Yeah, but I 've had more pussy than him.
I dont think starting a fight with this guy is such a good idea..
And this is why so many Asian women get pregnant.
Chuck Norris can do that better with a tooth pick.
Oh, I know all about this stuff! I once played a monk in D&D!
Damn it Marcos i spit milk all over me comp screen! That was freaking hilarious!!
yankees need starting pitching
Saw that same shit on tv a few weeks ago watching Discovery Science: An Idiot Abroad...
if those were knock-out needles that would be an awesome dating tool.
with that kind of skills he shows he’s the bigger person than anyone who talks crap.
Ok, now lets you to it again while sucking your own cock!
Do that with a Tampon and I'll be impressed !
the human mind and body is amazing....to bad everyone is a fuckin retard!
thin glass, heavy needle, FUCKING WOW HE MUST HAVE SUPER POWERS, shame he has no fuckig brains
I can shit through the eye of a needle.... but I don't film it and put it on the net.
Yeah and back in high school he was a horrible wrestler, everybody pinned him and pointed to him in defeat, thats where Pin point accuracy nick name came from!
And that's why Tibet is the thriving nation that it is.
Ah-so!

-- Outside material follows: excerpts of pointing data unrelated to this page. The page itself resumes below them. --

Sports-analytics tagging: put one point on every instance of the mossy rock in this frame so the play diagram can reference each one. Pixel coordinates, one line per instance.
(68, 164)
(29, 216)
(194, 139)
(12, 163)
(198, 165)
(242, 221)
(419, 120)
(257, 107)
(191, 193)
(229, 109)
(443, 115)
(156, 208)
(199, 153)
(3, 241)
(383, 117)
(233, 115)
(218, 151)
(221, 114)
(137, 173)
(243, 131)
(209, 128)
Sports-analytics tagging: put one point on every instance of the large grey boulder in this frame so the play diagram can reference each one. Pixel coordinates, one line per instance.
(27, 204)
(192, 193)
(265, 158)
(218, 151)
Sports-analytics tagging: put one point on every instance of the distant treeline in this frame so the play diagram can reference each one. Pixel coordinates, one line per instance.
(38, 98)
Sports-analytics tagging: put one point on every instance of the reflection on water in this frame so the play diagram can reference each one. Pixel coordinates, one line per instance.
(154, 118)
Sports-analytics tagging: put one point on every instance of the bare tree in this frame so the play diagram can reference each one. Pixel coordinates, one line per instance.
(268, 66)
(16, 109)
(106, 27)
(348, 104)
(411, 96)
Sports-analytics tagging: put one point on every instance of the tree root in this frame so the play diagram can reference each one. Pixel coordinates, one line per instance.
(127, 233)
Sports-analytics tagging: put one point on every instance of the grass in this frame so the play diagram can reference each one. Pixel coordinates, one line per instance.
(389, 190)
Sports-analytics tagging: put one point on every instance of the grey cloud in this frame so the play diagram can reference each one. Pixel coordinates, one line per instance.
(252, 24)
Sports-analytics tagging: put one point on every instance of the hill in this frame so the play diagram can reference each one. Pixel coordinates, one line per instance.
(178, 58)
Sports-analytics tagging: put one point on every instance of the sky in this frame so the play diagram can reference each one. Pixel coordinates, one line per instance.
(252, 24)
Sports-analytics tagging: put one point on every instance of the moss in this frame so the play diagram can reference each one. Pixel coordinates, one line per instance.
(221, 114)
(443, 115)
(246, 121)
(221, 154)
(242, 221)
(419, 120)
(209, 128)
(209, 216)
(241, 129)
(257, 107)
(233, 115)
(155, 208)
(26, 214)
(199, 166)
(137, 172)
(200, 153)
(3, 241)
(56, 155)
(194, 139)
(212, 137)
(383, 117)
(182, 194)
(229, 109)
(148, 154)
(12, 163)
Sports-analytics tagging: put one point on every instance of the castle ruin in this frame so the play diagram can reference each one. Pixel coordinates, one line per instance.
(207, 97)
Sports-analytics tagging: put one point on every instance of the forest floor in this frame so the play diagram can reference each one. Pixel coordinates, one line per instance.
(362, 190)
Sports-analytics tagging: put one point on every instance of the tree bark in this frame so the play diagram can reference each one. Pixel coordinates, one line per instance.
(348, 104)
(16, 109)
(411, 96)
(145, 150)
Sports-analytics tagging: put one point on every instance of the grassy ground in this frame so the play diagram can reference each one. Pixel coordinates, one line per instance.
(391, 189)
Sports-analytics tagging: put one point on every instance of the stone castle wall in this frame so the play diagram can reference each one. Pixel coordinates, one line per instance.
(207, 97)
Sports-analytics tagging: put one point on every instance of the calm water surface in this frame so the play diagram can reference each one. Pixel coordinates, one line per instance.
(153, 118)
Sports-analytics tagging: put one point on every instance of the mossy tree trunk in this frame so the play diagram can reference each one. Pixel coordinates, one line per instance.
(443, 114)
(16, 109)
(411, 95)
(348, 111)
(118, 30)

This how Chinese make glory-hole!
ok now throw the thread clever fucker!
He looks like he broke the only glass window in the house at the end. He looks all concerned an' shit.
one time at band camp...
That's bad ass, no need for him to ever own a gun.
Now Grasshopper, go to Thailand and pay a hooker to hang you in a closet and jerk you off until you asphyxiate and choke on your own vomit. What? Too soon?
Chuck Norris can do that with a dink..
I've never seen nothing that unique. That man has some mad skills.
This monk can walk through any ghetto and not get fucked with.